Uma leitura atenta permite constatar algumas lacunas na argumentação de Castells. Duas pelo menos são muito importantes.
A primeira é saber a que se refere a crise: à democracia liberal ou ao governo representativo? Os dois não podem ser confundidos. Afinal, o governo representativo contém elementos democráticos e não democráticos, conforme Bernad Manin (Hélène Lemore). A democracia representativa é realmente democrática? Entrevista com Nadia Urbaniti e Bernard Manin. Dois Pontos, Curitiba/São Carlos, 13 (2), 2016.). A pergunta é relevante porque parte das manifestações e protestos que Castells estuda ou apenas cita são demandas de mais democracia, como é o caso da “Primavera Árabe” e mesmo dos ‘Indignados” na Espanha.

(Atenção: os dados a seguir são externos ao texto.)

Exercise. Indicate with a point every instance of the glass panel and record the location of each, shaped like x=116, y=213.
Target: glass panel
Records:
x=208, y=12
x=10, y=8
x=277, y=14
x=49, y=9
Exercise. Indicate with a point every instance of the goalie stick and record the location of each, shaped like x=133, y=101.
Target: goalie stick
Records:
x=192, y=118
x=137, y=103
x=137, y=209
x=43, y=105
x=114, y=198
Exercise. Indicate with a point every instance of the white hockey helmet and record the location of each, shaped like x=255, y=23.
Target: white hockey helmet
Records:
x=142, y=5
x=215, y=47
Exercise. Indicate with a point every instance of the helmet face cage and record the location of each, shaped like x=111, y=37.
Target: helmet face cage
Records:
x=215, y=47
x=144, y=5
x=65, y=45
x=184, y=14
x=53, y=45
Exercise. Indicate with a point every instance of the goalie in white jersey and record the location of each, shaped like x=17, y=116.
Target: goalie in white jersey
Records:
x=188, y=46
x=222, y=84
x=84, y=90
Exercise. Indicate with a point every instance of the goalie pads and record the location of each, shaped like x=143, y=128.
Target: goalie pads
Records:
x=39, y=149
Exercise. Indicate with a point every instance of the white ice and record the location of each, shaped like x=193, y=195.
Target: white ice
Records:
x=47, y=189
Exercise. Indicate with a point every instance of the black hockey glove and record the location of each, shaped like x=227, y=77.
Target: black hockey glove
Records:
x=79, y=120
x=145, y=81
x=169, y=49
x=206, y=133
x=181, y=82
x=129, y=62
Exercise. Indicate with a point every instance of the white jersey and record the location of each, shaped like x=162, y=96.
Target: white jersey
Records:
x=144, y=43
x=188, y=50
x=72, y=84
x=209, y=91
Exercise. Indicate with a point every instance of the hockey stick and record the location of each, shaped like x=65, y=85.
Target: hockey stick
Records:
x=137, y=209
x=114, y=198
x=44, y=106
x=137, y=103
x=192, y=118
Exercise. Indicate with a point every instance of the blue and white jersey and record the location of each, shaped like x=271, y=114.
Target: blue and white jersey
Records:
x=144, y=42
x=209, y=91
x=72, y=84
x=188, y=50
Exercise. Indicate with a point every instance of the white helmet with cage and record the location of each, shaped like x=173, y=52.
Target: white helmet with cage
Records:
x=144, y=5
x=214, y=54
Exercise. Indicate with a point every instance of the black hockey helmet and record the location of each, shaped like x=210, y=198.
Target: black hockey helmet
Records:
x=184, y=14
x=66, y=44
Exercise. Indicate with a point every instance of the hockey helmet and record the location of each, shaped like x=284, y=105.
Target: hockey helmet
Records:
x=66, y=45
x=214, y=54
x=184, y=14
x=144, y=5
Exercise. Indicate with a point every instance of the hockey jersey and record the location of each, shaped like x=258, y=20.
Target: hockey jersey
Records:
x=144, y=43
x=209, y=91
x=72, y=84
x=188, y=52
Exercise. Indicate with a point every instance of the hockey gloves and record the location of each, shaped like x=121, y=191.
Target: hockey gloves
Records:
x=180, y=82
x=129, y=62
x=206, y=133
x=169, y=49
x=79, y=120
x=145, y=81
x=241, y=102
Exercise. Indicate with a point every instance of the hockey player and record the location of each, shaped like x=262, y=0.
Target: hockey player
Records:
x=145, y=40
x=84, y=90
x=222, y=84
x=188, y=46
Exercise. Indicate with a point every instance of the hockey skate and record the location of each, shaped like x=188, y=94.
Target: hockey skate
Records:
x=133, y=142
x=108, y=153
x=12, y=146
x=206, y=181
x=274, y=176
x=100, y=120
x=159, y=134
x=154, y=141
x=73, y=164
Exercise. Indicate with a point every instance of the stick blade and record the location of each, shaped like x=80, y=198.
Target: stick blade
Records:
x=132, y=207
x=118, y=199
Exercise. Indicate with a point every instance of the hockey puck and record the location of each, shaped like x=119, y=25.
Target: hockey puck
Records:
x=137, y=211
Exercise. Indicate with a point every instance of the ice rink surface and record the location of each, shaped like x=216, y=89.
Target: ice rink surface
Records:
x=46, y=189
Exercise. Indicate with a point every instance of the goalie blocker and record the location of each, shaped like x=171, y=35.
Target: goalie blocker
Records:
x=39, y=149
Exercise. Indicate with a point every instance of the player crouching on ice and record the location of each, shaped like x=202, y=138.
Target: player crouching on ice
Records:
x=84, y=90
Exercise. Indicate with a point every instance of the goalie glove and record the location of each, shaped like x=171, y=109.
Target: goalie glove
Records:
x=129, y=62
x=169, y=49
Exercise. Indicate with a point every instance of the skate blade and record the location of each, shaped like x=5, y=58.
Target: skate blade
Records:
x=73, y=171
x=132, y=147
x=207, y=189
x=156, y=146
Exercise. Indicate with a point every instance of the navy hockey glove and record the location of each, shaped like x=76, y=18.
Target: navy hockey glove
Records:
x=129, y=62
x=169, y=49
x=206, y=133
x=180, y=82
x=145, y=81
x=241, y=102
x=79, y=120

Os espanhóis, na essência, protestavam contra as manobras de políticos para minimizar ou desrespeitar o jogo democrático por meio da corrupção ou da interferência do poder econômico no jogo democrático. Portanto, esses protestos foram contra os desvios do governo representativo, e não contra as democracias em si. No norte da África e Oriente Próximo as pessoas se manifestaram, uns de forma mais aguda do que outros, em 18 países, entre os quais Tunísia, Egito, Líbia, Síria e Argélia, contra os governos autoritários. Todos, portanto, em favor da democracia, embora não tenham sido, em geral, vitoriosos.

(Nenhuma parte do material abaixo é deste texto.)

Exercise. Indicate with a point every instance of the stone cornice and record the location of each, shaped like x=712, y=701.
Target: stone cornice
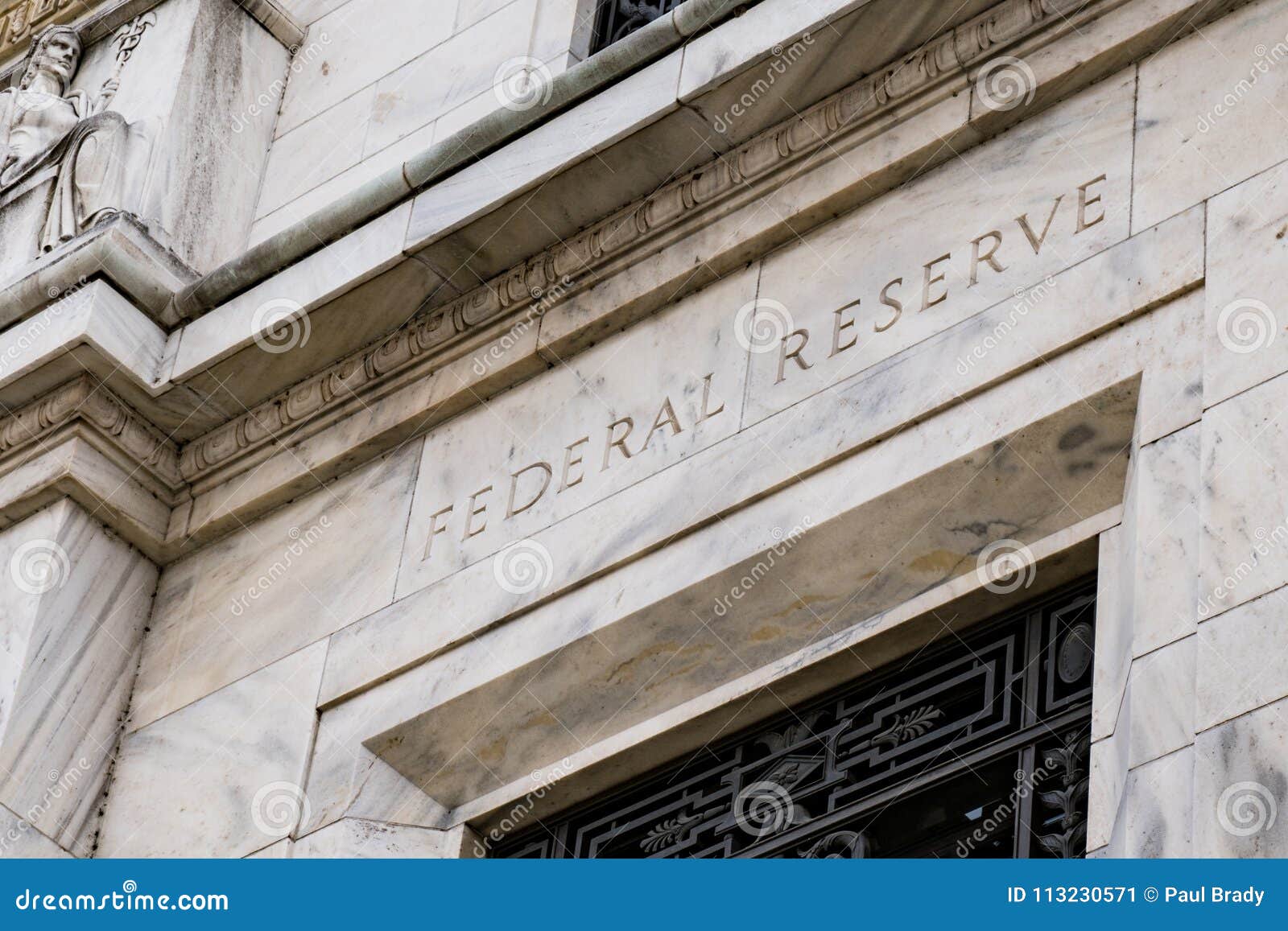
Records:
x=83, y=399
x=571, y=266
x=21, y=19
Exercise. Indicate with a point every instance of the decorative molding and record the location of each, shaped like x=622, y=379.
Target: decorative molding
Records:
x=19, y=19
x=571, y=266
x=88, y=401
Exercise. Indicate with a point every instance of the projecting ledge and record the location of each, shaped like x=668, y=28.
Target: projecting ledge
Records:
x=869, y=533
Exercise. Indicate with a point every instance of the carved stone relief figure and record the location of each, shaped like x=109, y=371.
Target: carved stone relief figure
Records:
x=45, y=124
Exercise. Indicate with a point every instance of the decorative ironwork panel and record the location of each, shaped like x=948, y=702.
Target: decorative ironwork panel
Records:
x=974, y=747
x=618, y=19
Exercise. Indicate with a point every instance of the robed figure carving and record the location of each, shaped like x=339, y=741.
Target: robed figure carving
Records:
x=43, y=122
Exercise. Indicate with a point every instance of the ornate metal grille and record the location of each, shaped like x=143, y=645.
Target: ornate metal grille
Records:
x=976, y=747
x=618, y=19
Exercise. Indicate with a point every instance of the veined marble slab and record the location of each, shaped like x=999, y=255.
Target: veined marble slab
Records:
x=1211, y=111
x=1240, y=778
x=983, y=227
x=72, y=607
x=652, y=635
x=1111, y=287
x=222, y=777
x=562, y=442
x=1246, y=325
x=1245, y=499
x=1242, y=660
x=262, y=594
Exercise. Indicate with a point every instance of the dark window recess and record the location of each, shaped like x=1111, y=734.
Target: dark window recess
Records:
x=974, y=747
x=618, y=19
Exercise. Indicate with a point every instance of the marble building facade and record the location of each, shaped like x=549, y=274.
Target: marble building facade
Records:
x=423, y=418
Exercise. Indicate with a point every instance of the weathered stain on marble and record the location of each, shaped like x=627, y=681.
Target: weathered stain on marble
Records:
x=210, y=778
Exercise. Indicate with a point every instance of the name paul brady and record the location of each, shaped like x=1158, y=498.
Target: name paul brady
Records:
x=1214, y=894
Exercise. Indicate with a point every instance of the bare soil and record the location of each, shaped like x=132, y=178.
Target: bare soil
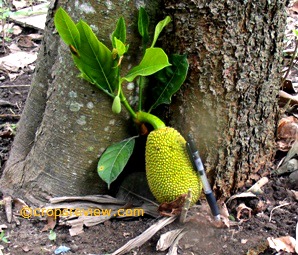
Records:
x=274, y=213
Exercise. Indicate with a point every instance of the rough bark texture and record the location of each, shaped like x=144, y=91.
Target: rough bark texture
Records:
x=229, y=101
x=67, y=123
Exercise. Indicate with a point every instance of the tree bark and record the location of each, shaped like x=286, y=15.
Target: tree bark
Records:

A segunda lacuna relevante é que o autor de Ruptura não toma suficientemente em conta o crescimento da desigualdade social entre os países e no interior dos países, inclusive países desenvolvidos e com democracia consolidada. Esse fosso que se escava no mundo tem como um de seus efeitos reduzir o papel das classes médias (e não falo de trabalhadores com melhores salários, como se fez no Brasil na época de Lula). Ora, a base da democracia liberal, sobretudo após a II Guerra Mundial, período da expansão democrática, foi o crescimento da economia e das classes médias. Na segunda década do século XXI, o crescimento econômico e das classes médias apenas se arrefecem. Sobretudo, agora, com a pandemia da covid 19
Essas duas críticas, porém, não tiram o valor do livro de Castells e a sua pertinência para entender melhor o processo de mudança em escala mundial, no qual o mundo ocidental está envolvido, Brasil inclusive.
[1] Recurso também utilizado por Ray Kurzweil (A singularidade está próxima. São Paulo: Iluminuras, 2018), entre outros. Com um detalhe a mais, as referências deste livro remetem a bancos de dados que se atualizam frequentemente.

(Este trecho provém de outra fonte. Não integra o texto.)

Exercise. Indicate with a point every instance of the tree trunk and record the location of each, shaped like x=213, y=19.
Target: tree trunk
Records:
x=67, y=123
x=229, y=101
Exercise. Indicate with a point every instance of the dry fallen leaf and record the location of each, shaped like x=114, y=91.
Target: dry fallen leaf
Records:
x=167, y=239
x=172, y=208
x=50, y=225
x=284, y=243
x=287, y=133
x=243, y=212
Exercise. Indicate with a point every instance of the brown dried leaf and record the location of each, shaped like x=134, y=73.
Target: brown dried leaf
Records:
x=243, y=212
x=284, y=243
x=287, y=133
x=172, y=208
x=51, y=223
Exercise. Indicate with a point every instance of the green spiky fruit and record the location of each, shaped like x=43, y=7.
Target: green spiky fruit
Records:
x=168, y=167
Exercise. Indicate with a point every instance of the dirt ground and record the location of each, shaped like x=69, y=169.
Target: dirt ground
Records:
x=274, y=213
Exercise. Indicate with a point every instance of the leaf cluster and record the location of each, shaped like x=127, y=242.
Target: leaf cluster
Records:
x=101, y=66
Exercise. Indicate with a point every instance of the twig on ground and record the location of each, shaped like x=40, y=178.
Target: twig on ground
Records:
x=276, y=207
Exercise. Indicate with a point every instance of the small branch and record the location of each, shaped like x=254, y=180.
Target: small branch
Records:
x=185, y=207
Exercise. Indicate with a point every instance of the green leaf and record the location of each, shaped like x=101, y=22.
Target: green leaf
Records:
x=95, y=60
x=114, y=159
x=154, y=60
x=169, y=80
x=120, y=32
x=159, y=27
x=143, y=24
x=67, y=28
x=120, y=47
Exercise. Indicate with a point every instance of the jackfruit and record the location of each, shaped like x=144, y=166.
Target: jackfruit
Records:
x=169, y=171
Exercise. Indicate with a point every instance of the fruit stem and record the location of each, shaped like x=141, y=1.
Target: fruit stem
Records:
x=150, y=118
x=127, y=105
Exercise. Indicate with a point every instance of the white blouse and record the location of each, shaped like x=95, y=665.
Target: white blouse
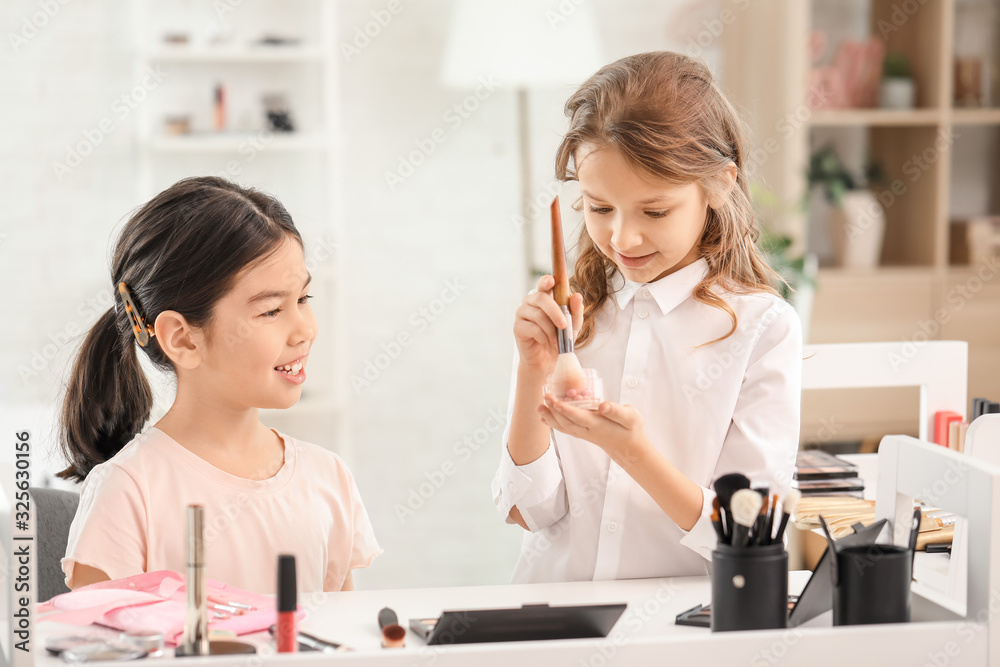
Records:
x=732, y=406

A esquerda europeia está aos poucos destruindo a democracia, principalmente a liberdade de expressão. A invasão islâmica é outro perigo que irá solapar a democracia europeia. Imagina Erdogan instaurando uma república islâmica na Turquia e indo fazer comício em Bruxelas, Berlim e Paris. A China é outro fator de desequilíbrio, porque muitos países estão em sua dependência econômica. O Brasil é um deles.
Meu caro Elimar
Na linha deste teu texto, vejo que uma das características mais marcantes da nossa crise da democracia liberal se reflete na excessiva fragmentação de partidos e outros núcleos de organização politica, facilitando a polarização de poder que nos deixa, a maioria, num “corredor polonês” entre uma corrente que se diz de esquerda (exquerda?) e os bolsonaristas. No meio, o povo apanha dos dois lados e está perdido entre tantos outros candidatos minoritários. Há que haver uma concertação desta maioria.
Sem dúvida meu caro Aécio. O maior desafio é organizar a maioria.